Over the weekend, Al Sharpton spit some hot fire at the organized faiths that worked to pass California's anti-gay initiative, Proposition 8, castigating them for going to the mat to overturn gay marriage in the Golden State while turning a blind eye to the needs of their communities. "There is something immoral and sick about using all of that power to not end brutality and poverty, but to break into people's bedrooms and claim that God sent you," Sharpton said bluntly. He made the remarks as the keynote speaker of the Human Rights Ecumenical Service, which took place Sunday at the Tabernacle Baptist Church in Atlanta.

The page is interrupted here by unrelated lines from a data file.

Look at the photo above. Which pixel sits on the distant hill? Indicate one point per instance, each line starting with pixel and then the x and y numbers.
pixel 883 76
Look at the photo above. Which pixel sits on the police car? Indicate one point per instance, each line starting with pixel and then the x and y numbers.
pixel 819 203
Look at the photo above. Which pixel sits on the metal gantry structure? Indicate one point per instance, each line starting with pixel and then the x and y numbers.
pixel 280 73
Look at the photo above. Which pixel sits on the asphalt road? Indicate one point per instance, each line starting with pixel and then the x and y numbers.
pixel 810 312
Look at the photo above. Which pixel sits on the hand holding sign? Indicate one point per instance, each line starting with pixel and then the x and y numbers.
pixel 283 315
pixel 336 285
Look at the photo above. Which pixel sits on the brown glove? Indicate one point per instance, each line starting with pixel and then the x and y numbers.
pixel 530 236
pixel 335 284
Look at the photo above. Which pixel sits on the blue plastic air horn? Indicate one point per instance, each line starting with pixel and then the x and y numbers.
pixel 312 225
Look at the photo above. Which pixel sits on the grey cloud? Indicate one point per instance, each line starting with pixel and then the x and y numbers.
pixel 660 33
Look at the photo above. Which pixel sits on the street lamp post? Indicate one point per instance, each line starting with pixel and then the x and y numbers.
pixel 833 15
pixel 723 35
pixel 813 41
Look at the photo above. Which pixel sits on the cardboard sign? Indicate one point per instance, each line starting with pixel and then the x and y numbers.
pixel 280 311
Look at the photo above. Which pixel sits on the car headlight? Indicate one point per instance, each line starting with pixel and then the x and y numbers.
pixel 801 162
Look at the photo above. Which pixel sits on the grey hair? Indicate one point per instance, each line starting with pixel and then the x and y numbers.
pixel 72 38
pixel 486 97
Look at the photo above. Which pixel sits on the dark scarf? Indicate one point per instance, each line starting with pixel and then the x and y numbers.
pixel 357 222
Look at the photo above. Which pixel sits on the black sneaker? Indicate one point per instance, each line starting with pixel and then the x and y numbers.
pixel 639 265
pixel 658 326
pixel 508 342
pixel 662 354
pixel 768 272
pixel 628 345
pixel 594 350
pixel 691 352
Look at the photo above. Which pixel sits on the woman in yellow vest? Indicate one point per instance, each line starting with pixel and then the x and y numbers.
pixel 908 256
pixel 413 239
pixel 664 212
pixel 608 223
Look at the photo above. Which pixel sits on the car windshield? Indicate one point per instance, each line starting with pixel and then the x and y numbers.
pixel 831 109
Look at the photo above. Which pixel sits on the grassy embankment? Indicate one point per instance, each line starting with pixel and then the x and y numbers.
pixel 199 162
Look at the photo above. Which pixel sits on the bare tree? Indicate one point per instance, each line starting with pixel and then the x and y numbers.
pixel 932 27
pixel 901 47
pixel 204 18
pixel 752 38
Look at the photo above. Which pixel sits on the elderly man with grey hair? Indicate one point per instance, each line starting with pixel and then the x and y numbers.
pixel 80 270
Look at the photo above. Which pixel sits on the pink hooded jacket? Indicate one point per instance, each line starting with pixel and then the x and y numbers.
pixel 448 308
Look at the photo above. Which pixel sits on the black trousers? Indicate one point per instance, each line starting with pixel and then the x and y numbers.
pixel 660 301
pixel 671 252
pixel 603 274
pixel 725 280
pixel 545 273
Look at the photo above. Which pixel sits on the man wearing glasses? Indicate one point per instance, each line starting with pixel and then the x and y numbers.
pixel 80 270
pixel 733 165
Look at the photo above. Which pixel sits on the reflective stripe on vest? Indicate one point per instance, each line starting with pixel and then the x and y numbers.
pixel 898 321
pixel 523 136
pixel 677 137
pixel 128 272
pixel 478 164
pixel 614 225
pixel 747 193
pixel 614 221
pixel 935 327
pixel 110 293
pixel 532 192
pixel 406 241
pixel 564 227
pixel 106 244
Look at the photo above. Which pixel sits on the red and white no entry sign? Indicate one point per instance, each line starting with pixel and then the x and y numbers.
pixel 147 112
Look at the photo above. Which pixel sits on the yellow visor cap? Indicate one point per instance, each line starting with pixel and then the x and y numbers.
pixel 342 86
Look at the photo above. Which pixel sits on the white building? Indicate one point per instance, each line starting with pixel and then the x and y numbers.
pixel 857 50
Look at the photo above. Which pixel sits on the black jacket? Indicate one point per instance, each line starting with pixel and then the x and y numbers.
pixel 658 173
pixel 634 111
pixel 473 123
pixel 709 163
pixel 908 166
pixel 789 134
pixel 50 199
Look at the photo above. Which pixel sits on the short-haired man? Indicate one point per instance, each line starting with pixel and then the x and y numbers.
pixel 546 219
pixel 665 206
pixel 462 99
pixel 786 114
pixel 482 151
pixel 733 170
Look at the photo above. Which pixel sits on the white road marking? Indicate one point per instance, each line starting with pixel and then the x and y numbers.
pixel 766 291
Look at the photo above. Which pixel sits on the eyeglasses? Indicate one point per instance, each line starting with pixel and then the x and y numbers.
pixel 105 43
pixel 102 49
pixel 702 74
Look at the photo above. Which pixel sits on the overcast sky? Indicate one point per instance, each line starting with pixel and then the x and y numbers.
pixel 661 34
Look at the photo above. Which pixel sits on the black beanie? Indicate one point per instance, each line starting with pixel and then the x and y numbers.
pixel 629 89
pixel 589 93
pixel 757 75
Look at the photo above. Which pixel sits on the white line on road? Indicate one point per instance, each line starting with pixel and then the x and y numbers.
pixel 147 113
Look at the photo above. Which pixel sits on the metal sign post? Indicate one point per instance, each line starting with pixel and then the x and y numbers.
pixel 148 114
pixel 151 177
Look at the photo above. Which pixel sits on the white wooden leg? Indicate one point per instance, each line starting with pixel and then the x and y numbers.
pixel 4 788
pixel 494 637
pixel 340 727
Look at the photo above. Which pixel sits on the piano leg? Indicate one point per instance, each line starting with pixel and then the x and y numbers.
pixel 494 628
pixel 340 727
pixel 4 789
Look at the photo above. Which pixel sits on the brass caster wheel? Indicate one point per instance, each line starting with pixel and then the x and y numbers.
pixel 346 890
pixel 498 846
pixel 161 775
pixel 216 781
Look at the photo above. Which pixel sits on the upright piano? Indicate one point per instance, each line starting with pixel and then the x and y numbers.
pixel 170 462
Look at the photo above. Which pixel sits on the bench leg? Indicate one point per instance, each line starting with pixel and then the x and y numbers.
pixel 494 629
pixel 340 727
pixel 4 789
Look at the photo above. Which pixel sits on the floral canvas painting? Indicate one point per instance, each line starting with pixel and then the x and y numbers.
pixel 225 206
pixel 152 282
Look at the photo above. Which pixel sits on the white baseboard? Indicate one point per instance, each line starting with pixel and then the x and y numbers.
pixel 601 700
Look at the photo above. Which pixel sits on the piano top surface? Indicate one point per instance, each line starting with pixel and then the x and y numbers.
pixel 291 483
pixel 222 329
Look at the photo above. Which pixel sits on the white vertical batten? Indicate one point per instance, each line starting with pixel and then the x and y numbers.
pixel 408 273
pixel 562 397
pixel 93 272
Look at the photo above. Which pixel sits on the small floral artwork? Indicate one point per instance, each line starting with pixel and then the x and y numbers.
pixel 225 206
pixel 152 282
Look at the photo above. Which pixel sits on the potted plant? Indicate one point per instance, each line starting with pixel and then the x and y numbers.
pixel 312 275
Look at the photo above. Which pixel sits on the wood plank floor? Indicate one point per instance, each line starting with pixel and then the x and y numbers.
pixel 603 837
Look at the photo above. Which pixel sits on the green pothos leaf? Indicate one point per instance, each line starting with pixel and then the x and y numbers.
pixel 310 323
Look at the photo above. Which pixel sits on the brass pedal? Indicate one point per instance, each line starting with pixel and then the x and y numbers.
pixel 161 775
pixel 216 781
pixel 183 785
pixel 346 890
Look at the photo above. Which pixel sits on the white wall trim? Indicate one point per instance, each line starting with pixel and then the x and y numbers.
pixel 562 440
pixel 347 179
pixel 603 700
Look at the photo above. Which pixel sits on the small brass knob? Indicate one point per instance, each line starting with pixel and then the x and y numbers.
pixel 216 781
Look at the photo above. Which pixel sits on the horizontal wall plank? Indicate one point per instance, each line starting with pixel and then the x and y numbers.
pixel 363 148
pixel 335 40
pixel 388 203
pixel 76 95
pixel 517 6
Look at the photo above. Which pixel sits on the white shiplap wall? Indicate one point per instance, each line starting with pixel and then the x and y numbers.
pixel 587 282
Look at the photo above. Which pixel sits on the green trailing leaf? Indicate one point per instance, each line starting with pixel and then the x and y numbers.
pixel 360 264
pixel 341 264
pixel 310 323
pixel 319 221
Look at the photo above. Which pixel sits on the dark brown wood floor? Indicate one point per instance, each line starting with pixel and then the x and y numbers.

"It amazes me," he said, "when I looked at California and saw churches that had nothing to say about police brutality, nothing to say when a young black boy was shot while he was wearing police handcuffs, nothing to say when they overturned affirmative action, nothing to say when people were being [relegated] into poverty, yet they were organizing and mobilizing to stop consenting adults from choosing their life partners."
"I am tired," he went on, "of seeing ministers who will preach homophobia by day, and then after they're preaching, when the lights are off they go cruising for trade...We know you're not preaching the Bible, because if you were preaching the Bible we would have heard from you. We would have heard from you when people were starving in California--when they deregulated the economy and crashed Wall Street you had nothing to say. When [accused Ponzi scammer] Madoff made off with the money, you had nothing to say. When Bush took us to war chasing weapons of mass destruction that weren't there you had nothing to say.
The remarks strike a contrast to Sharpton's reaction, back in December, at the news that President-elect Barack Obama has selected Saddleback Church pastor and Prop 8 proponent Rick Warren to participate in this coming week's inaugural. At the time, Sharpton said that the decision was "gracious and courageous."